Leader of the Opposition Godwin Friday has explained why opposition lawmakers did not submit to Parliament a question about the Minister of Finance Camillo Gonsalves’ alleged involvement in the Yugge Farrell sex scandal.
Friday told the New Democratic Party press conference on Wednesday that he honestly thought that the minister would have used the “Statement By Minister” segment of the Jan. 30 meeting of Parliament to say what he knows about the saga.
Farrell, a 23-year-old former model half the minister’s age has claimed that he cheated on his wife with her for years.
The NDP has called on the finance minister to explain himself or resign, as the court sent Farrell for three weeks of psychiatric evaluation after she was charged with using abusive language to the minister’s wife.
Amidst the NDP’s repeated calls for the minister to explain himself, they did not include on the Jan. 30 order paper a question about the scandal, a point made on Monday by prominent lawyer, Parnell “PR” Campbell, QC, on his weekly television programme, “The Law and You”.
Campbell said he was surprised that opposition lawmakers walked out of Parliament on Jan. 30 after the minister did not comment on the scandal.

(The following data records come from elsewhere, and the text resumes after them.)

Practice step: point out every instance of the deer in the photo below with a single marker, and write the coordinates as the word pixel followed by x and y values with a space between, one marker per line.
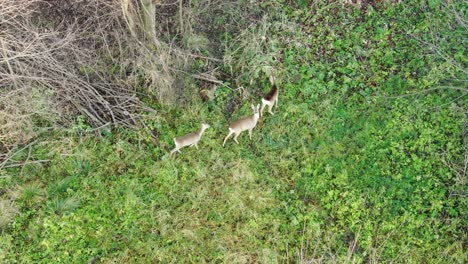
pixel 190 139
pixel 270 99
pixel 245 123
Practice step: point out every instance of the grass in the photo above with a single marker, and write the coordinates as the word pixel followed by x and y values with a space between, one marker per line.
pixel 345 171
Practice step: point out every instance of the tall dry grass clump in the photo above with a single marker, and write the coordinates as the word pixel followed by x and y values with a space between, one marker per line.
pixel 95 58
pixel 48 73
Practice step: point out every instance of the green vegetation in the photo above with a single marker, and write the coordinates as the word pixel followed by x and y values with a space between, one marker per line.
pixel 364 161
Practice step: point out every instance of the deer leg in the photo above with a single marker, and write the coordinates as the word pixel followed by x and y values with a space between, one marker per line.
pixel 235 138
pixel 173 151
pixel 269 109
pixel 261 109
pixel 230 133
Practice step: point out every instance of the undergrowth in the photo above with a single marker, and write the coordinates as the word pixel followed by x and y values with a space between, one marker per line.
pixel 364 161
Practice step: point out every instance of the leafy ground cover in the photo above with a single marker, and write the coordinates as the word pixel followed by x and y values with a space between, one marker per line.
pixel 359 164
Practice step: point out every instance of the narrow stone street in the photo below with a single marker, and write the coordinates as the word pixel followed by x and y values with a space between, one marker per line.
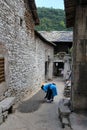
pixel 35 114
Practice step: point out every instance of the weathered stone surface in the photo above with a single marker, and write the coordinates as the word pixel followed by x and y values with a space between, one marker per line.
pixel 7 103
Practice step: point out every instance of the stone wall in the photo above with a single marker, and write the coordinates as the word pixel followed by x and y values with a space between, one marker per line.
pixel 25 57
pixel 79 88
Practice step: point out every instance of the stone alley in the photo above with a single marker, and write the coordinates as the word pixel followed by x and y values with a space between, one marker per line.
pixel 35 114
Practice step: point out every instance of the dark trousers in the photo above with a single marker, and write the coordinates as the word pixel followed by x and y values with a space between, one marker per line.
pixel 49 94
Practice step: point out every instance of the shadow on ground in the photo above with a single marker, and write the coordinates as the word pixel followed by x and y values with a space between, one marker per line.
pixel 33 104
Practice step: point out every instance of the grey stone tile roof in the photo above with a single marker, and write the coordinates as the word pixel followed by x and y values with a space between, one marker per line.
pixel 57 36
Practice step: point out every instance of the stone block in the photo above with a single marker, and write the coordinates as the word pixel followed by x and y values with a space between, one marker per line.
pixel 1 119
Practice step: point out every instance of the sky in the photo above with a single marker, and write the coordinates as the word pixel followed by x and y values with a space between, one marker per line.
pixel 57 4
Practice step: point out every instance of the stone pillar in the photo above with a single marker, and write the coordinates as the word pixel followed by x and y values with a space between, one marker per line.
pixel 79 74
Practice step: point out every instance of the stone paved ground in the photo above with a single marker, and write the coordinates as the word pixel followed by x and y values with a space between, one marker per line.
pixel 35 114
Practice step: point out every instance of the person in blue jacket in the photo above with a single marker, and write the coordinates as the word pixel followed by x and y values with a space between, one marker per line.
pixel 51 91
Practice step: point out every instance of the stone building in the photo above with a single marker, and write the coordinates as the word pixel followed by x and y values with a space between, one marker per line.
pixel 63 41
pixel 23 52
pixel 76 17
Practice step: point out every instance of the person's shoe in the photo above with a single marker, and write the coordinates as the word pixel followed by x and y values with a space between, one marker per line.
pixel 48 101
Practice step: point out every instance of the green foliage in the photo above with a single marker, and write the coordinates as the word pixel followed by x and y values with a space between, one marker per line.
pixel 51 19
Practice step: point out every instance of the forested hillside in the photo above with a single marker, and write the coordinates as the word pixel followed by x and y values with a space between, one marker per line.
pixel 51 19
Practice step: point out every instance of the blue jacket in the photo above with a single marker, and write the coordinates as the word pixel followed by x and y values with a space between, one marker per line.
pixel 52 87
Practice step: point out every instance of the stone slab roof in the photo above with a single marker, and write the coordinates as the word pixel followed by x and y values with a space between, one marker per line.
pixel 58 36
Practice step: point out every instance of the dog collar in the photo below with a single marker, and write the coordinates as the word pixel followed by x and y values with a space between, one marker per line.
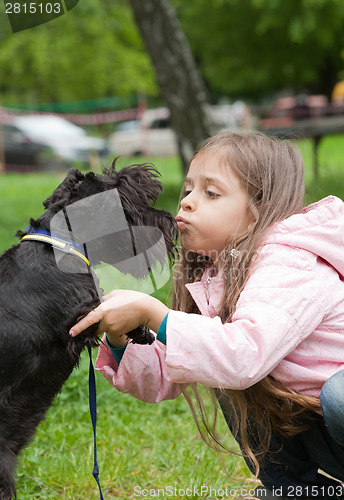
pixel 64 245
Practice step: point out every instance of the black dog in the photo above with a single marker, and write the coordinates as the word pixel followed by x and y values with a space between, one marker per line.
pixel 44 291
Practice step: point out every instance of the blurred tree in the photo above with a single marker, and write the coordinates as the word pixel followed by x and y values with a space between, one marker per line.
pixel 248 48
pixel 180 82
pixel 93 51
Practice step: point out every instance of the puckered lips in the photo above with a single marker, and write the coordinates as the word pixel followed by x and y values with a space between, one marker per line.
pixel 181 222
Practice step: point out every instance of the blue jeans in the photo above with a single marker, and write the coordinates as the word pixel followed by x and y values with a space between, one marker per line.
pixel 290 467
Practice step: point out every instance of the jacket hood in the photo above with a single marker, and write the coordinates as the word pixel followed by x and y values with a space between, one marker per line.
pixel 318 228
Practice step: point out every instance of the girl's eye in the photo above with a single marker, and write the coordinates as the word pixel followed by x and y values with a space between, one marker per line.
pixel 212 195
pixel 186 192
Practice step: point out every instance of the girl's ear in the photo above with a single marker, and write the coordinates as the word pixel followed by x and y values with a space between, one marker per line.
pixel 63 192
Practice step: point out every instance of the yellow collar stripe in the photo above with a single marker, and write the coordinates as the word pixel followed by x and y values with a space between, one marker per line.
pixel 58 244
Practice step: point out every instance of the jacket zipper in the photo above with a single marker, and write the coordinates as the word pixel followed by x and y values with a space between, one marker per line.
pixel 207 283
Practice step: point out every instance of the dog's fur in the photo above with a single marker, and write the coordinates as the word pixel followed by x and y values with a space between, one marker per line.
pixel 39 304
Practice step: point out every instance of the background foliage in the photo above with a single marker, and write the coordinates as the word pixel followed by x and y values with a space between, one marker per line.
pixel 244 48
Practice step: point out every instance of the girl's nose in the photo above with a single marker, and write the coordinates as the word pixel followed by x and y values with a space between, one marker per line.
pixel 188 203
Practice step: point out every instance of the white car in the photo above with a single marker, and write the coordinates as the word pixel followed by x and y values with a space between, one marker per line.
pixel 65 142
pixel 152 134
pixel 149 136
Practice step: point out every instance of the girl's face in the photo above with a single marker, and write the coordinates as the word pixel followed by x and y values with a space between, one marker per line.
pixel 214 209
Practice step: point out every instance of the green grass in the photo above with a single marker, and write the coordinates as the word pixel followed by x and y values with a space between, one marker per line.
pixel 139 445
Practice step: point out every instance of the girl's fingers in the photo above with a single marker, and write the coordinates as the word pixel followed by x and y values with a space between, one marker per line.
pixel 91 318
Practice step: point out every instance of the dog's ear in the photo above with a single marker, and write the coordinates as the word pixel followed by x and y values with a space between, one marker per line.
pixel 63 193
pixel 141 181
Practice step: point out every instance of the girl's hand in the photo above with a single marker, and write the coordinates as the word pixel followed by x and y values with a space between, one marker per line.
pixel 121 312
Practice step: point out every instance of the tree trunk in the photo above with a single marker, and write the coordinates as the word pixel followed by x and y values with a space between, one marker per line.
pixel 180 82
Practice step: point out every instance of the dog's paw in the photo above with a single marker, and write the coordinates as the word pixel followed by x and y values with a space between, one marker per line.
pixel 141 335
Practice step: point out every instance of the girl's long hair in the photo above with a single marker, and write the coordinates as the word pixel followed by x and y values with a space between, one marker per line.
pixel 272 173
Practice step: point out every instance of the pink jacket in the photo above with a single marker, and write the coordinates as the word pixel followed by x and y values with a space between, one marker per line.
pixel 289 320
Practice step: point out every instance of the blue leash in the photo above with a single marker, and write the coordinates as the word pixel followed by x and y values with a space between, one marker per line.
pixel 93 412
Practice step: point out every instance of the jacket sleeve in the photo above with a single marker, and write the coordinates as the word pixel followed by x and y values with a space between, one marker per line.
pixel 141 372
pixel 283 301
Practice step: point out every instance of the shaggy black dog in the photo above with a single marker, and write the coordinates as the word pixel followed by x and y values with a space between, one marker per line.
pixel 44 291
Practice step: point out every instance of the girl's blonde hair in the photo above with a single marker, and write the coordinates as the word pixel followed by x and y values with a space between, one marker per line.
pixel 272 173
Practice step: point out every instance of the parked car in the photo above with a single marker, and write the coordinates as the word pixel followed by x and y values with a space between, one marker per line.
pixel 49 142
pixel 152 135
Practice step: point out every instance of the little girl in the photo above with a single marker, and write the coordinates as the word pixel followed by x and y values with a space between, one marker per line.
pixel 257 315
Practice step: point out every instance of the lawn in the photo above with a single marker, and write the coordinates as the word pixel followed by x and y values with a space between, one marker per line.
pixel 140 446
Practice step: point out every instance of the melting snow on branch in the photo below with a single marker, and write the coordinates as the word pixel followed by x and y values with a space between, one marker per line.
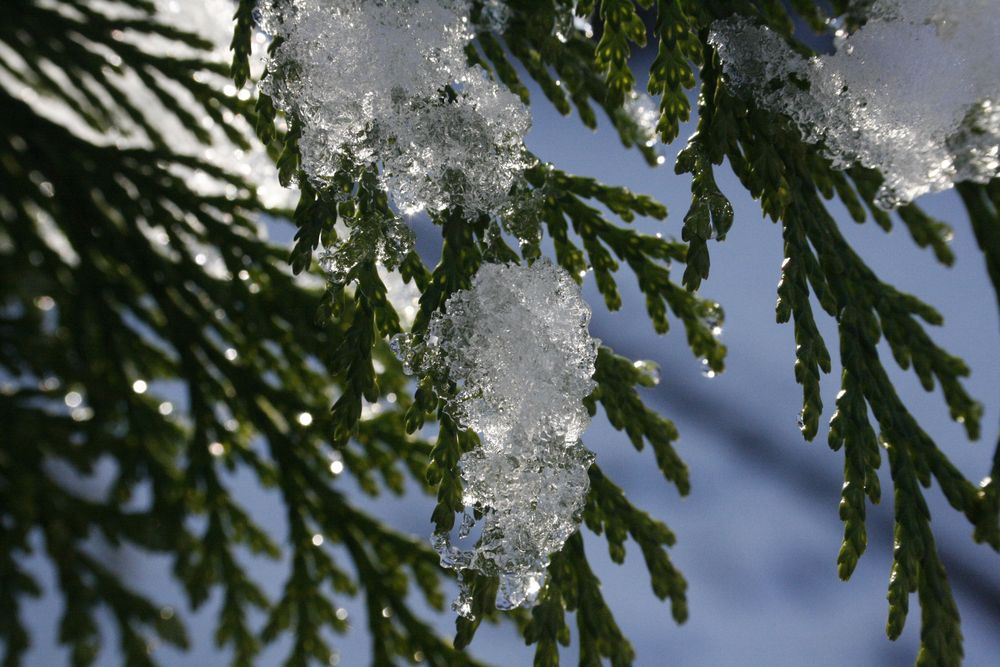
pixel 517 347
pixel 915 93
pixel 388 82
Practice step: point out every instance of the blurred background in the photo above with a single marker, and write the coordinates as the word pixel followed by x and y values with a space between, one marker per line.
pixel 759 534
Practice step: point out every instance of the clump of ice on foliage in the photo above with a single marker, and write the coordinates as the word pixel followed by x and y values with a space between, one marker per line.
pixel 914 93
pixel 389 83
pixel 517 347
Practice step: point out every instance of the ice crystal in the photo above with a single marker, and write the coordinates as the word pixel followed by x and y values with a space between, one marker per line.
pixel 915 93
pixel 389 83
pixel 386 243
pixel 516 346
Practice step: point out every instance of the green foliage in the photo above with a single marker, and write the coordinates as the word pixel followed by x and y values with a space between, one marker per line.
pixel 93 301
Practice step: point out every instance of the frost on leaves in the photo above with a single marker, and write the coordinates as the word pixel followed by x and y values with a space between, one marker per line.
pixel 388 83
pixel 915 93
pixel 517 351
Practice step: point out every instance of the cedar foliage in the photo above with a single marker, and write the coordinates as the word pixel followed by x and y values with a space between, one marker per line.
pixel 105 306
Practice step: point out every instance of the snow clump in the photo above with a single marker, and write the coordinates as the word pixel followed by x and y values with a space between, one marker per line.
pixel 388 83
pixel 517 347
pixel 915 93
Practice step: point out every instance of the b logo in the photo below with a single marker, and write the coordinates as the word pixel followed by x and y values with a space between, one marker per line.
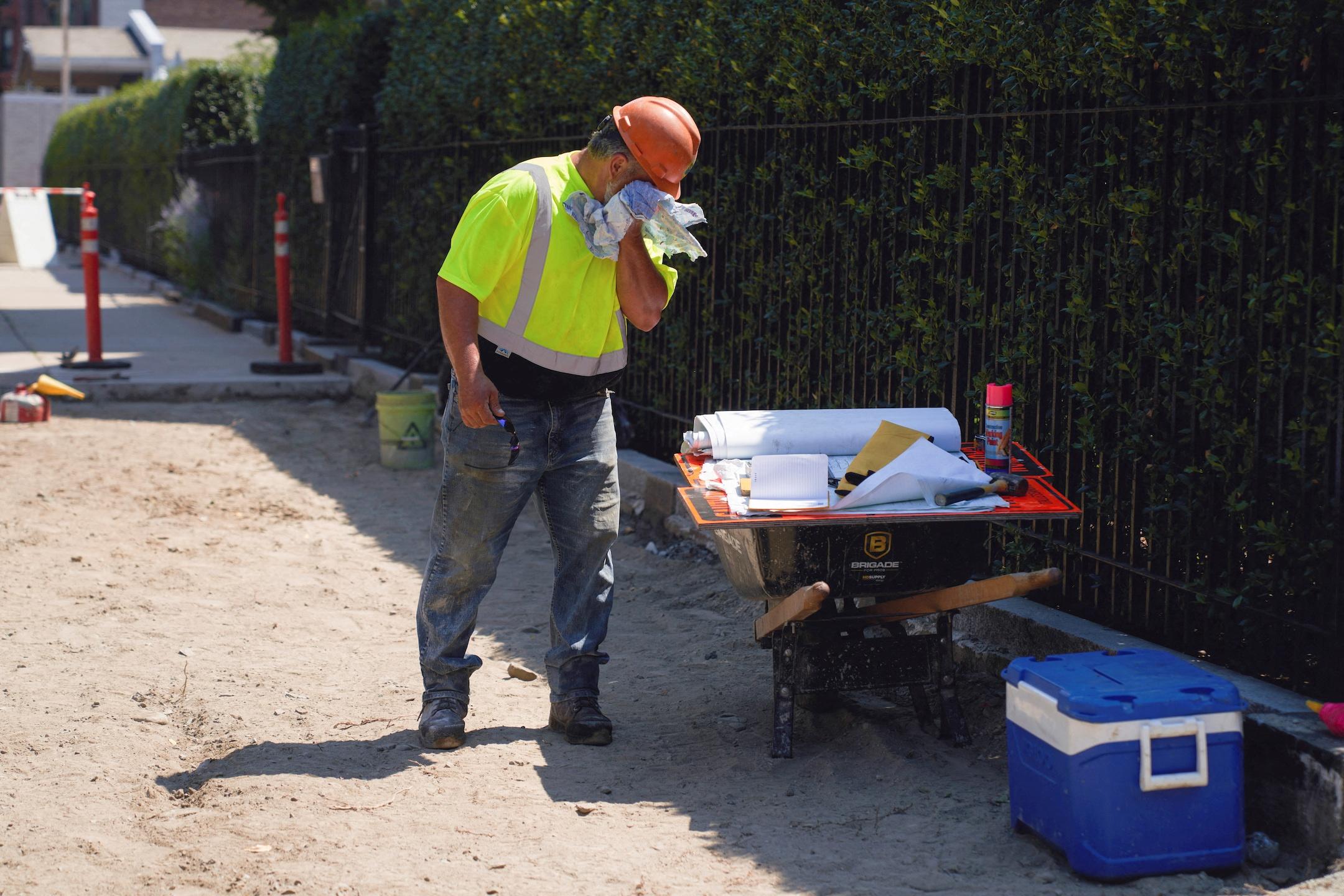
pixel 877 544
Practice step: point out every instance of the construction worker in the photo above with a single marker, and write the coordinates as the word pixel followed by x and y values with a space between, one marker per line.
pixel 535 328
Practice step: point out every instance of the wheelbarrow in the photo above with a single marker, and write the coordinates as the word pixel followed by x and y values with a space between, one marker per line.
pixel 838 586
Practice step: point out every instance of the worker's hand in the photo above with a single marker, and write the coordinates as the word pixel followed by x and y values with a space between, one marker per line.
pixel 479 402
pixel 635 233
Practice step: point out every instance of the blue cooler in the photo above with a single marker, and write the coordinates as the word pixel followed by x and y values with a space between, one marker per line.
pixel 1131 762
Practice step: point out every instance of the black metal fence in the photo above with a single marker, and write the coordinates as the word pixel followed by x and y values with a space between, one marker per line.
pixel 1163 282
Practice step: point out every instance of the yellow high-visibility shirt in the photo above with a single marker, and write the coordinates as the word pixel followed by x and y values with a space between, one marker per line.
pixel 576 308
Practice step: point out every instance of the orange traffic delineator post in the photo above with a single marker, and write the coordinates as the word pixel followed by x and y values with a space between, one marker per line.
pixel 93 291
pixel 284 316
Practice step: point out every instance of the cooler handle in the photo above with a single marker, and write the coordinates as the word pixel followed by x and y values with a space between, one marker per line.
pixel 1171 781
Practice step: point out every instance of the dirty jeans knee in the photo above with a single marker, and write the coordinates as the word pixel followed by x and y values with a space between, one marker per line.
pixel 578 500
pixel 477 505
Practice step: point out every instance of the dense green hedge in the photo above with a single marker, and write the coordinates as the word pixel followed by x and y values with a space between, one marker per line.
pixel 1159 284
pixel 325 73
pixel 127 147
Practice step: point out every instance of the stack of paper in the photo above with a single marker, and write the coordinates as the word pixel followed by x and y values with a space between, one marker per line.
pixel 790 483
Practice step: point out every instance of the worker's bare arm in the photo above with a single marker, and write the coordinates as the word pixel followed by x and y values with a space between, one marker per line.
pixel 459 315
pixel 639 285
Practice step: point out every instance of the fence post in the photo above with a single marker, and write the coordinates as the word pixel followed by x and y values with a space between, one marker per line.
pixel 93 291
pixel 366 182
pixel 287 366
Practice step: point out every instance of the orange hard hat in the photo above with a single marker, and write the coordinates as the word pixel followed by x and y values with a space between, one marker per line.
pixel 661 138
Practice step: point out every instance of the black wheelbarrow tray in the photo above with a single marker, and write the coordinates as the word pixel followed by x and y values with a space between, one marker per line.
pixel 838 586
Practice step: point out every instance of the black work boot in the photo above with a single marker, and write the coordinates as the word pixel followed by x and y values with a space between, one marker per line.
pixel 582 722
pixel 442 723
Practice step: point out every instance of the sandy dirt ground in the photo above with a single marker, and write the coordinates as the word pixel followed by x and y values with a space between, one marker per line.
pixel 208 684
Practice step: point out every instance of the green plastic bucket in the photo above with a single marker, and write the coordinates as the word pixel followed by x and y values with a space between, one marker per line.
pixel 406 429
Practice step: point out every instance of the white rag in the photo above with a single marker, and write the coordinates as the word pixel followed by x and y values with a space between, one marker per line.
pixel 666 221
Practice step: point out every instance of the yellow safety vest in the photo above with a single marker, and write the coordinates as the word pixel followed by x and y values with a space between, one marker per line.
pixel 554 304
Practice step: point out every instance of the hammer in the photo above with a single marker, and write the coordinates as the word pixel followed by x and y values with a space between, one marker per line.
pixel 1009 484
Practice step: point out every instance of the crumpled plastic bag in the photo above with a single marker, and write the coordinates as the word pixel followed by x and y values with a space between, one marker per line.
pixel 666 221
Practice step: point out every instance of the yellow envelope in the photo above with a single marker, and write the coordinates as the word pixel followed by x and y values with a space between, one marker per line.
pixel 886 445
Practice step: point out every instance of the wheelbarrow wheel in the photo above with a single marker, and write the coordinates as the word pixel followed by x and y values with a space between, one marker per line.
pixel 821 702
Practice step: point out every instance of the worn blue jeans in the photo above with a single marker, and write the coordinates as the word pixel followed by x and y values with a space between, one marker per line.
pixel 567 461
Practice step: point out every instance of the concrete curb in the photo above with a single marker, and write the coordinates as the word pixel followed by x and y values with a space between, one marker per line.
pixel 1295 768
pixel 648 495
pixel 314 387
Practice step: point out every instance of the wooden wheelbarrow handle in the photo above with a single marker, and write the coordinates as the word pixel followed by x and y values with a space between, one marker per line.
pixel 800 605
pixel 965 595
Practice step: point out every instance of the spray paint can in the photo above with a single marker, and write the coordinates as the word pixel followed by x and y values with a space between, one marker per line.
pixel 997 426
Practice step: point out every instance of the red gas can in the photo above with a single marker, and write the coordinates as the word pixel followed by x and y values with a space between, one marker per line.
pixel 22 406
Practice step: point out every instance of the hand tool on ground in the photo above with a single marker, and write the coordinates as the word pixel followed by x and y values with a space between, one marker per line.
pixel 999 484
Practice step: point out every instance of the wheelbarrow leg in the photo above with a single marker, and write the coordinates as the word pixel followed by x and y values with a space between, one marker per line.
pixel 953 723
pixel 918 698
pixel 785 653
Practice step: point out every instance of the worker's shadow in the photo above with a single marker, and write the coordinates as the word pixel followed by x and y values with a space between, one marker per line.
pixel 351 758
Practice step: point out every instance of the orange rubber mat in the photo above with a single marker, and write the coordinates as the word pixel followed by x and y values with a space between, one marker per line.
pixel 710 508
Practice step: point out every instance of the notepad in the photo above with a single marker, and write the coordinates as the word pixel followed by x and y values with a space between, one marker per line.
pixel 790 483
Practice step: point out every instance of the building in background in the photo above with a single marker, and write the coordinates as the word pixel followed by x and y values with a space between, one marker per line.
pixel 112 44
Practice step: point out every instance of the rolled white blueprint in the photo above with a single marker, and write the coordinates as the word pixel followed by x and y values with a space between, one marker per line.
pixel 744 434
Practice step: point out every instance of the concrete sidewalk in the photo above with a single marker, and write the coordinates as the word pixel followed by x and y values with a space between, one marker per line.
pixel 174 357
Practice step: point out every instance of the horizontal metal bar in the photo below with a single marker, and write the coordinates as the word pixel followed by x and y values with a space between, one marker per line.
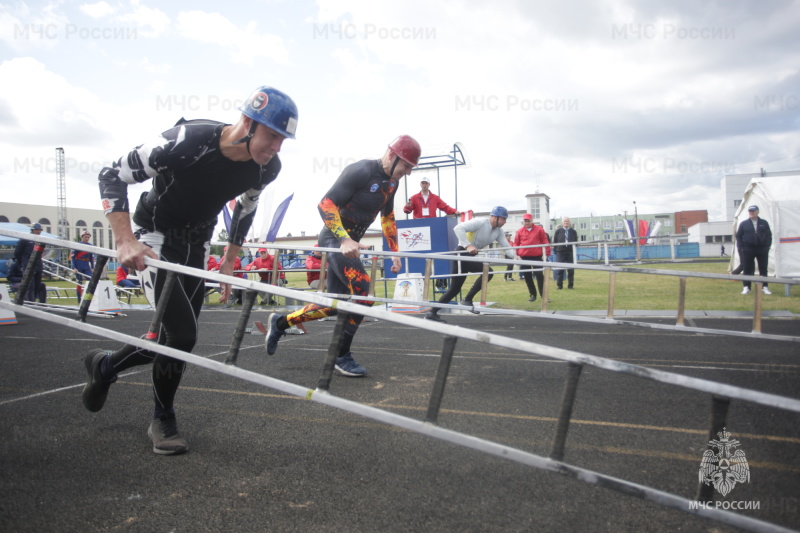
pixel 424 428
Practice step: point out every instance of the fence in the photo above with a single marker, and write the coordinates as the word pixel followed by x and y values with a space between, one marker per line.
pixel 721 395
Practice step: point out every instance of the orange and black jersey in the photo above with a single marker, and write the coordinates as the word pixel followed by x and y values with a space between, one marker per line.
pixel 361 192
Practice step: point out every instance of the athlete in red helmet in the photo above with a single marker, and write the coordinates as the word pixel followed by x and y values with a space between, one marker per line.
pixel 364 189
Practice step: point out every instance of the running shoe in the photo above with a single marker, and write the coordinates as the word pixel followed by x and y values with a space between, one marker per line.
pixel 274 333
pixel 96 389
pixel 166 439
pixel 347 366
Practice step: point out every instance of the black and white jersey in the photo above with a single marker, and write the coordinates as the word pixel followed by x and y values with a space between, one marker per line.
pixel 192 181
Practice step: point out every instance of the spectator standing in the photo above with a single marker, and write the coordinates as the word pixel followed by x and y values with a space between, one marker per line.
pixel 425 204
pixel 753 240
pixel 530 234
pixel 23 253
pixel 564 252
pixel 313 265
pixel 484 231
pixel 263 265
pixel 124 281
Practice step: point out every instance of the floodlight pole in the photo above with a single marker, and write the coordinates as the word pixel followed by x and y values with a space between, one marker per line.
pixel 636 232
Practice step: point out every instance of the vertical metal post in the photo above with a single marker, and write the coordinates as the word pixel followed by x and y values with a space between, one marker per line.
pixel 88 294
pixel 273 277
pixel 612 282
pixel 161 306
pixel 441 378
pixel 681 300
pixel 485 281
pixel 372 274
pixel 546 287
pixel 757 308
pixel 324 382
pixel 719 416
pixel 426 283
pixel 244 318
pixel 27 276
pixel 565 414
pixel 323 269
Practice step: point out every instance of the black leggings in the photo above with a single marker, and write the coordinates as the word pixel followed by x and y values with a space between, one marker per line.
pixel 344 276
pixel 179 325
pixel 456 282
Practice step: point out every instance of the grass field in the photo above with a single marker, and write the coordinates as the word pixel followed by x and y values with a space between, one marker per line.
pixel 633 291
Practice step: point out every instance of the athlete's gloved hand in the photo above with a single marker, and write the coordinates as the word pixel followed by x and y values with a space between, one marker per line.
pixel 351 248
pixel 131 253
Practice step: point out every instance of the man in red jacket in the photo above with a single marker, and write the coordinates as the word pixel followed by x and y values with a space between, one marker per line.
pixel 424 204
pixel 527 235
pixel 263 264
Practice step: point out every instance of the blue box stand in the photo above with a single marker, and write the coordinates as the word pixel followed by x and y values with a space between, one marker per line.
pixel 424 235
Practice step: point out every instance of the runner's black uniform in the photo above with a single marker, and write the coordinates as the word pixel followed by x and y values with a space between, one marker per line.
pixel 192 181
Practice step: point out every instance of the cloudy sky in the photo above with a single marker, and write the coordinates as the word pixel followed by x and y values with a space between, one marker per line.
pixel 596 104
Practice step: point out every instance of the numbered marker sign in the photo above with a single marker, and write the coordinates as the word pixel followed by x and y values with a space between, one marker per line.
pixel 104 298
pixel 408 287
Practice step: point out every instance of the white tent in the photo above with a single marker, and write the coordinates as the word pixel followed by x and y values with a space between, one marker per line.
pixel 778 201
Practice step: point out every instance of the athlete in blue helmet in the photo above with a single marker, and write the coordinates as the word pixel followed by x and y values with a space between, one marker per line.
pixel 196 167
pixel 484 232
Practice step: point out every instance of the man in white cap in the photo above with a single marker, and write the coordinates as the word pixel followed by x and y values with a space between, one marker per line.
pixel 424 204
pixel 753 240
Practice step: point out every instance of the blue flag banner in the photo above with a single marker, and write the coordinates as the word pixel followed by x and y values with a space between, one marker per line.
pixel 277 218
pixel 226 215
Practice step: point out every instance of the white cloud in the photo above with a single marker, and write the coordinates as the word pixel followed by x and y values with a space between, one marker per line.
pixel 151 21
pixel 97 10
pixel 245 45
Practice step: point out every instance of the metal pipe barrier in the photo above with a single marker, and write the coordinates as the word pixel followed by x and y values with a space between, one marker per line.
pixel 612 270
pixel 429 429
pixel 722 394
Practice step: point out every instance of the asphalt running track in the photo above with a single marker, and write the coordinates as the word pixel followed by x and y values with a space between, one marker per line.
pixel 264 461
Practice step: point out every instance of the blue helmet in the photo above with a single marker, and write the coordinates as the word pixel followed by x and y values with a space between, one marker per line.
pixel 272 108
pixel 500 211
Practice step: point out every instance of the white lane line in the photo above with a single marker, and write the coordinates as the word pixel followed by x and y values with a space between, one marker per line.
pixel 53 391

“I found that strange, because there was some agitation directed at the Honourable Camillo, agitating that he ought to make a statement, but not one of them tabled a question to him. I know this is politics and sometimes you don’t discern what the strategies are at the moment.
“But the question that lingered with me was how come they walked out on the ground that he was not making a statement but did not ask him any question.”
Campbell said that his comment was not an indication of his agreeing that Camillo should make a statement.
“Because from what I have read in that saga, no allegation was made against him touching and concerning the discharge of his responsibilities as a minister,” Campbell said.
The finance minister has remained mum, apparently following the advice of his father, Prime Minister Ralph Gonsalves, to maintain a “dignified silence”.
Friday said that the NDP’s repeated calls for an explanation have not been condemnatory.
“We did not judge him one way or the other. We have said, listen you are a public figure, you have an important office, you have a duty to the people to do so.
“He did not do so publicly. He was told, advised, not to do so. Honestly, I am not kidding you here: I thought that he would take the opportunity in the Parliament under the Statements by Ministers, which is on the Order Paper.
“That is the place that screams out to you and that say if I have something to say to the people, this is where I would say it. So, at the very last resort, this is where you ought to say it. And I sat and I waited.”
Friday said he had discussed with his parliamentary colleagues the course of action that the minister was likely to take, and some of them had posited that the minister would not have made a statement in Parliament.
“I said that’s where it ought to be done as a last resort and I was disappointed, but it was stronger than that, I felt that this was so contemptuous. Here you have a statement by ministers on the order paper.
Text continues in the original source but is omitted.